Bootstrapping your organisation for delivery on AWS
Find the git book version here: https://app.gitbook.com/s/PTLidBS6Vrblh1f6EYpk/
Micro-teams is a repo that highlights the organizational structure benefits of using the aws-cdk with GitHub OpenID Connect.
It is designed around a tiered approach to AWS privileges, but with full transparency to the organisation, via the mono-repo.
It also provides account level formatting functionality through the AWS CDK, to keep a single typescript tool chain and encourage cross team communication.
To get started developing your own world class AWS estate use the provided CLI.
The CLI will create a project structure with example CI pipelines for GitHub and CircleCI.
- Single monorepo management
- Base layer infrastructure for Roles, and Teams with the SSO and AWS CDK
- Shared layer infrastructure for common components like event streams
- Service layer infrastructure for decoupled services such as user management and web applications.
The focus on full-stack infrastructure as code for managing teams tends to develop toward:
- A platform team, that owns the AWS landing zone using terraform
- A collection of smaller service teams that are:
- Given an new AWS account
- Have actions restricted by permission boundaries and SSO roles
Micro teams provides all this as an example in infrastructure as code.

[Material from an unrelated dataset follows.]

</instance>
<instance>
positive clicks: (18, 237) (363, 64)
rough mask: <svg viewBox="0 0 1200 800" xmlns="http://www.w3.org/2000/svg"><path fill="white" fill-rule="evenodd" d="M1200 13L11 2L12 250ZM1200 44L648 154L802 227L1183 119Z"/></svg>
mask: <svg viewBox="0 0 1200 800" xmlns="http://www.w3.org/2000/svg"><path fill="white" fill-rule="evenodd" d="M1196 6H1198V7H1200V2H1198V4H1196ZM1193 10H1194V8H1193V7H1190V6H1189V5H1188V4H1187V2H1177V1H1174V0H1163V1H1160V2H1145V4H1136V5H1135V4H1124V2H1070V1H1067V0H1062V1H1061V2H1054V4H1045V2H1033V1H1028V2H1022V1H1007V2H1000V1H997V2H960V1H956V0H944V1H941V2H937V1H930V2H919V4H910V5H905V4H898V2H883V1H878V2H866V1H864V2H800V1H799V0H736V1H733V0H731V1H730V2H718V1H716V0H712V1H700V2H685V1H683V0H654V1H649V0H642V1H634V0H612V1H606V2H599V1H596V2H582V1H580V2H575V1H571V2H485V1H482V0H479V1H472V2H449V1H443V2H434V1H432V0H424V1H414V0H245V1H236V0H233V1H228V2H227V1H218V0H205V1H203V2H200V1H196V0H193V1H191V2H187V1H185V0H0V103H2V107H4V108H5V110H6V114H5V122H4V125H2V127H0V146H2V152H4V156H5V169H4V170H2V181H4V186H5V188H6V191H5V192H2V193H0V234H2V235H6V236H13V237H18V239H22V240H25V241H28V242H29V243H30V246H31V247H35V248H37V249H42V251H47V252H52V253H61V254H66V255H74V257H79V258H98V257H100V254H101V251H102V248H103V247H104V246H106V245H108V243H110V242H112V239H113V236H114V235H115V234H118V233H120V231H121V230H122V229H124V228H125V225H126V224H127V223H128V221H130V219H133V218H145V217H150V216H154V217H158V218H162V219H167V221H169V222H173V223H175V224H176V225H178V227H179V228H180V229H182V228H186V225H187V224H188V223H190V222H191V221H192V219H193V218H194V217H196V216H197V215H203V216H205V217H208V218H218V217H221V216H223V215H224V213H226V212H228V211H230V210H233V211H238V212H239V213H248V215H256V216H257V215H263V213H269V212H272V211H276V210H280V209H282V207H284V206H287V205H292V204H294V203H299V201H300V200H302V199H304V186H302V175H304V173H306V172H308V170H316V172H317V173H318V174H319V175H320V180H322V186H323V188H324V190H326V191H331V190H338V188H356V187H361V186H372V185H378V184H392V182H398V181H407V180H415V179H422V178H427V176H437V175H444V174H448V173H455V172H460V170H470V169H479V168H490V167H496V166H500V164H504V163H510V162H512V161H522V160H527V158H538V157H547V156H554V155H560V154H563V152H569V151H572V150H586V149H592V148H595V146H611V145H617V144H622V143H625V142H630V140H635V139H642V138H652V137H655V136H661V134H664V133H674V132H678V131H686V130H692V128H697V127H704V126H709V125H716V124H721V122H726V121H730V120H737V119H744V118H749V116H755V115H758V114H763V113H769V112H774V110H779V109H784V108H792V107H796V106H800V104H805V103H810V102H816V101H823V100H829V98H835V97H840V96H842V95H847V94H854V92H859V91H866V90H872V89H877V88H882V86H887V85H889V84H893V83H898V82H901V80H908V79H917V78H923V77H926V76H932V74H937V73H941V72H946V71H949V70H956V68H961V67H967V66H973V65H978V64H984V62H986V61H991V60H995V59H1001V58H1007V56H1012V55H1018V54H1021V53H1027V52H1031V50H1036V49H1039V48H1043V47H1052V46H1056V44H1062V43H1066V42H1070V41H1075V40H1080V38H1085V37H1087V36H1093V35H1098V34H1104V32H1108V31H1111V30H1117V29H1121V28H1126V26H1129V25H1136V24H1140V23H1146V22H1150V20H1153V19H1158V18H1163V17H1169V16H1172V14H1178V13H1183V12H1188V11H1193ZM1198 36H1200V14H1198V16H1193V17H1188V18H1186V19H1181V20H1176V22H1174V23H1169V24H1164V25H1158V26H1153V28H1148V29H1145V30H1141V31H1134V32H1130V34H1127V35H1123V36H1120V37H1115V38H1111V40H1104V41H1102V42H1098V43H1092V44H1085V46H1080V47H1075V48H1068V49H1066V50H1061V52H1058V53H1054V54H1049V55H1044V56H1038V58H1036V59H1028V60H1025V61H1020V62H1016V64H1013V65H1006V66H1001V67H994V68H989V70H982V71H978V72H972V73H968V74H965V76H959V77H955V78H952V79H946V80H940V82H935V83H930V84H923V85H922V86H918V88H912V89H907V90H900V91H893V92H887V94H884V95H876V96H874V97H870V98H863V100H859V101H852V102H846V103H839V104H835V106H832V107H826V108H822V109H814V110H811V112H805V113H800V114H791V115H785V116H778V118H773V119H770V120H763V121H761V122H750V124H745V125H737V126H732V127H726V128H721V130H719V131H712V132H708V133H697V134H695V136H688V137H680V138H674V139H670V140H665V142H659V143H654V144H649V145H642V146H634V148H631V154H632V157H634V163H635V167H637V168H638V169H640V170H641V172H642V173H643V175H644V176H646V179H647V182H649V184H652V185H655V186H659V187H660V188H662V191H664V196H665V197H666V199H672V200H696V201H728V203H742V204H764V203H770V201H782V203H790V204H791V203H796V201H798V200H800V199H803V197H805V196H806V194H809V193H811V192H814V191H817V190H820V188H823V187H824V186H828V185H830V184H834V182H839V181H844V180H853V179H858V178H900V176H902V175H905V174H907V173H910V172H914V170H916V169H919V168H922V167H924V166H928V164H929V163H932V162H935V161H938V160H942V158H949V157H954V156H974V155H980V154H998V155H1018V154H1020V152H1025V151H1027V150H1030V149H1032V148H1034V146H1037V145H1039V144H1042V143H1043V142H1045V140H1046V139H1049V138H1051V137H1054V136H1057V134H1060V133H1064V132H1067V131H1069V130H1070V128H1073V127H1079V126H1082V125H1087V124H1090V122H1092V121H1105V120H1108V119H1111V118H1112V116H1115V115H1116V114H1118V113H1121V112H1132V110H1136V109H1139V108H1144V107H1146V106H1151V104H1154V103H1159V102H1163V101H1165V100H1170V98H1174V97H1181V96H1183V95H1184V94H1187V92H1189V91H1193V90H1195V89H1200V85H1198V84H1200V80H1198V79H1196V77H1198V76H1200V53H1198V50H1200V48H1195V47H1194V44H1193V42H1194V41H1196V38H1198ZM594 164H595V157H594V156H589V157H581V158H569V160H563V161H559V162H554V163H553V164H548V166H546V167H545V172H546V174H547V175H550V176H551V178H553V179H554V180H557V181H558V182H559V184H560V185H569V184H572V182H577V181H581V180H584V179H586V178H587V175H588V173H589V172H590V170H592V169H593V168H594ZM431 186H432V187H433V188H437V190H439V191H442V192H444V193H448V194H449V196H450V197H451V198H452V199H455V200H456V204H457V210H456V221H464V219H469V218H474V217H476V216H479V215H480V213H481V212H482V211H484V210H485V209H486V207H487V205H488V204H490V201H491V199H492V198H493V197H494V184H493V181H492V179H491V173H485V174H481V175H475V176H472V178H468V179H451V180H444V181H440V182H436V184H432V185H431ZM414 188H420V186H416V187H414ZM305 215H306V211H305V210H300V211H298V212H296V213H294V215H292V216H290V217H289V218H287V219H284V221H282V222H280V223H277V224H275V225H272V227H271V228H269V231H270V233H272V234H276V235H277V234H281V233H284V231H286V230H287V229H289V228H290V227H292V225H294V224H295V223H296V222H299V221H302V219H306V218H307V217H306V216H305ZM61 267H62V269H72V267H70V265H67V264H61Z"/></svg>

It is good to set out with the correct components in place, and at a low cost, so that the configuration is open and extensible.

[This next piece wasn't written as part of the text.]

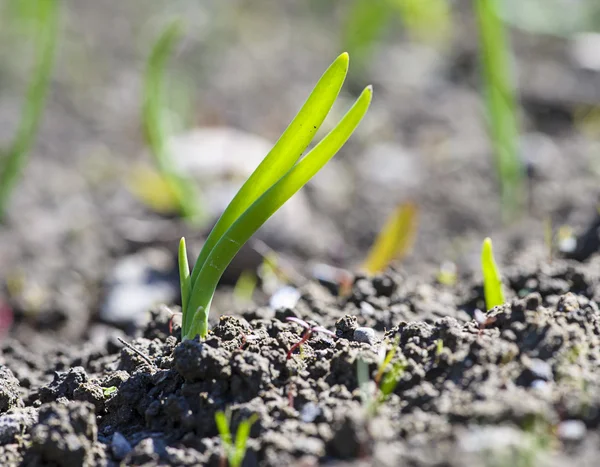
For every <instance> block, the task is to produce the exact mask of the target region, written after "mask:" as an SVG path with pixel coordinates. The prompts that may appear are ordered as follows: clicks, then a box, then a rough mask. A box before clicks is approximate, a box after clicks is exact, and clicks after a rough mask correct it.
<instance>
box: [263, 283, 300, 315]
mask: <svg viewBox="0 0 600 467" xmlns="http://www.w3.org/2000/svg"><path fill="white" fill-rule="evenodd" d="M298 300H300V292H299V291H298V289H297V288H295V287H292V286H289V285H286V286H285V287H281V288H280V289H278V290H277V291H276V292H275V293H274V294H273V295H272V296H271V298H270V300H269V306H270V307H271V308H272V309H273V310H279V309H280V308H290V309H291V308H294V307H295V306H296V304H297V303H298Z"/></svg>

Layer | Privileges | Users (If you are an Org of one, then you are all these users!) | Deployment | Description |
---|---|---|---|---|
1 -Bootstrap | Far too high | Root Account Admin | You must provide credentials to a manual trigger in GitHub | This stack can create and update the OpenID Connect link with GitHub that ships all code, and creates all users. |
2 -Base | High | Platform Teams, SecOps | GitHub actions via OIDC assumed Role | A low-level cdk stack(s) for users, permission boundaries, formatting SSO permission sets and in general administrating your AWS estate. |
3 - Infrastructure | Medium | Architects, Engineering Managers and | GitHub actions via OIDC assumed Role | A mid-level cdk stack(s) for creating shared components such as cross account event buses, central data warehouses and DNS management. |
4 - Services | Low | Engineering | GitHub actions via OIDC assumed Role | A high-level stack(s) for creating products on top of the configured AWS estate |
In general following strong conventions is a great way to start out, and continue.
This isn't about being prescriptive, or limiting experimentation, its about:
- Following some known standard practices that correlate well to success.
- Choosing well established tools and frameworks that do the undifferentiated heavy lifting.
This really means you might bootstrap a project like:
npm init --force
yarn add --dev lerna syncpack
yarn lerna init --npm-client=yarn
yarn syncpack format fix-mismatches
Why? Convention, convention is others bringing well tested tools, with good documentation.